A state Senate panel issued a stinging report Thursday questioning the financial assumptions made by the California High-Speed Rail Authority and urging significant changes to its plan to develop a 700-mile bullet train system.
"Neither the authority's 2000 business plan nor any of the agency's subsequent documents discuss the risks that might be associated with the project," charges the 27-page report by the Senate Transportation and Housing Committee.
It said the authority needs to inform voters of those risks before they vote on a $10 billion bond measure slated for the November ballot. Those include construction cost increases, less-than expected ridership or revenue, difficulty attracting private financial backers or acquiring land and the possibility that the state might have to subsidize the service.
The president of the authority's governing board, Quentin Kopp, said the report would not affect the project and dismissed its findings.
The report, ostensibly based on a Dec. 7 hearing in Los Angeles and a Jan. 11 hearing in Oakland, also acknowledged the program's benefits. They include contributing less of the gases that contribute to global warming per passenger than motor vehicles or commercial jets, and providing additional capacity for the state's transportation grid.
But after spending $58 million over a decade planning the system of 200-plus-mph trains, the authority had failed to clearly spell out how it would cover the project's steadily increasing costs.
The bond measure, originally scheduled to appear on the ballot in 2004, was put off by the Legislature at the request of Gov. Arnold Schwarzenegger in favor of other borrowing measures. It was put off again in 2006, but it appears that the measure will remain on the ballot this year.
But the support of the governor and other state leaders likely would be contingent upon a variety of changes to the measure's language. Those changes are contained in a bill passed by the Assembly and scheduled to be considered by the Senate committee June 17.
"A lot of unanswered question still remain," said the committee's chairman, Sen.
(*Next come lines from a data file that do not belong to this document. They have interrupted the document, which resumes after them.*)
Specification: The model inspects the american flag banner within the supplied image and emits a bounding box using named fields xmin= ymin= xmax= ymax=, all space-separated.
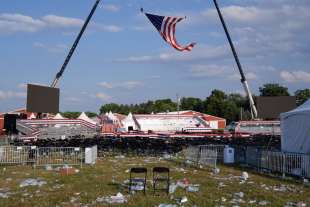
xmin=142 ymin=10 xmax=196 ymax=52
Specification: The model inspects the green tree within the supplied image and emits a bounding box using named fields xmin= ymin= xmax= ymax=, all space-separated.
xmin=61 ymin=111 xmax=81 ymax=119
xmin=85 ymin=111 xmax=97 ymax=118
xmin=204 ymin=89 xmax=227 ymax=116
xmin=259 ymin=83 xmax=290 ymax=96
xmin=295 ymin=89 xmax=310 ymax=106
xmin=153 ymin=99 xmax=177 ymax=113
xmin=180 ymin=97 xmax=204 ymax=112
xmin=100 ymin=103 xmax=121 ymax=114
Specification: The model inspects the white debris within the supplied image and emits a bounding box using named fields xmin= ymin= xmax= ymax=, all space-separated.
xmin=241 ymin=172 xmax=249 ymax=181
xmin=19 ymin=178 xmax=47 ymax=188
xmin=213 ymin=168 xmax=220 ymax=174
xmin=249 ymin=200 xmax=256 ymax=204
xmin=0 ymin=192 xmax=10 ymax=199
xmin=158 ymin=204 xmax=177 ymax=207
xmin=234 ymin=192 xmax=244 ymax=198
xmin=96 ymin=192 xmax=127 ymax=204
xmin=187 ymin=184 xmax=200 ymax=192
xmin=258 ymin=200 xmax=269 ymax=206
xmin=297 ymin=202 xmax=307 ymax=207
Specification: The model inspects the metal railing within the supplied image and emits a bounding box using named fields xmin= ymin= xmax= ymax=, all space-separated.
xmin=0 ymin=146 xmax=35 ymax=164
xmin=35 ymin=147 xmax=83 ymax=167
xmin=0 ymin=146 xmax=84 ymax=167
xmin=260 ymin=150 xmax=310 ymax=178
xmin=184 ymin=145 xmax=218 ymax=169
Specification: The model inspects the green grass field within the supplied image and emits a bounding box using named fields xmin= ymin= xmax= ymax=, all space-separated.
xmin=0 ymin=154 xmax=309 ymax=207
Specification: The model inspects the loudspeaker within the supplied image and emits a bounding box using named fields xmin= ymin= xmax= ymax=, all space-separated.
xmin=4 ymin=114 xmax=19 ymax=134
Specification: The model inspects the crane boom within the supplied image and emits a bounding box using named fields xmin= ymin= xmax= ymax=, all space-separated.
xmin=213 ymin=0 xmax=258 ymax=119
xmin=51 ymin=0 xmax=101 ymax=88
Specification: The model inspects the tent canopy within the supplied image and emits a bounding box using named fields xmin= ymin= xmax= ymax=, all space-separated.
xmin=78 ymin=112 xmax=97 ymax=125
xmin=281 ymin=99 xmax=310 ymax=154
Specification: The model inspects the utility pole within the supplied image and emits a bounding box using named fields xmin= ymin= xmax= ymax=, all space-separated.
xmin=51 ymin=0 xmax=101 ymax=88
xmin=213 ymin=0 xmax=258 ymax=119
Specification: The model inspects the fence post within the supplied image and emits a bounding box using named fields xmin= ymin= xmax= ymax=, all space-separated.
xmin=196 ymin=146 xmax=201 ymax=167
xmin=282 ymin=153 xmax=286 ymax=178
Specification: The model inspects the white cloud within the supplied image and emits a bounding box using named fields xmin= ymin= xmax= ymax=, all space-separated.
xmin=98 ymin=81 xmax=143 ymax=90
xmin=0 ymin=91 xmax=26 ymax=101
xmin=97 ymin=24 xmax=122 ymax=32
xmin=95 ymin=92 xmax=111 ymax=101
xmin=122 ymin=81 xmax=143 ymax=89
xmin=41 ymin=15 xmax=83 ymax=28
xmin=0 ymin=13 xmax=45 ymax=33
xmin=33 ymin=42 xmax=68 ymax=53
xmin=0 ymin=13 xmax=122 ymax=34
xmin=98 ymin=82 xmax=114 ymax=89
xmin=190 ymin=64 xmax=228 ymax=78
xmin=102 ymin=4 xmax=120 ymax=12
xmin=228 ymin=72 xmax=258 ymax=81
xmin=280 ymin=70 xmax=310 ymax=83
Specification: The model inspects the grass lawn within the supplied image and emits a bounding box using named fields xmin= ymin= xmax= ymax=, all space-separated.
xmin=0 ymin=154 xmax=309 ymax=207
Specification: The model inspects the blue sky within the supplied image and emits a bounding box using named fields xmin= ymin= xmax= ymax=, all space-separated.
xmin=0 ymin=0 xmax=309 ymax=113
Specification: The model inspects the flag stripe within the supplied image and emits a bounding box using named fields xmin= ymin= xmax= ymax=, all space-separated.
xmin=144 ymin=12 xmax=196 ymax=52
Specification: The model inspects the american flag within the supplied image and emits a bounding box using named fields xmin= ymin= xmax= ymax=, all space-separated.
xmin=143 ymin=11 xmax=196 ymax=52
Alan Lowenthal, D-Long Beach. "I would like to see those questions answered before it goes on the ballot, so Californians will know what they're getting."
One of the key questions is just how the authority intends to raise $33 billion for the first phase of the project, connecting Anaheim and San Francisco, via Los Angeles, Fresno and San Jose. The authority predicts that first segment would be open by 2020.
The project's second phase, with an estimated cost of $7 billion, would extend the service to Sacramento and to San Diego via Riverside.
While the authority says one-third of the Phase 1 money will come from the bond measure, one third will come from federal contributions and one-third will come from private investment in a partnership with the state, the report said there are few details to back that up.
"To date, no federal program has been established to underwrite the construction of high-speed rail in California," the report said.
It also said that it's too early to determine what form private investment in the project might take.
In a statement accompanying the report, Lowenthal said that in a year when the state is facing a major budget shortfall, the authority needs to assure voters that they "will not be stuck with a massive bill in future years."
The release of the report came just a day after reports surfaced in the media that Union Pacific Railroad had balked at selling its right of way for high-speed rail routes.
This, Lowenthal said, was an example of both unknown risks faced by the project and of a lack of transparency in the process.
Kopp called the charge "utter nonsense" and insisted Union Pacific's refusal would have no effect on the project.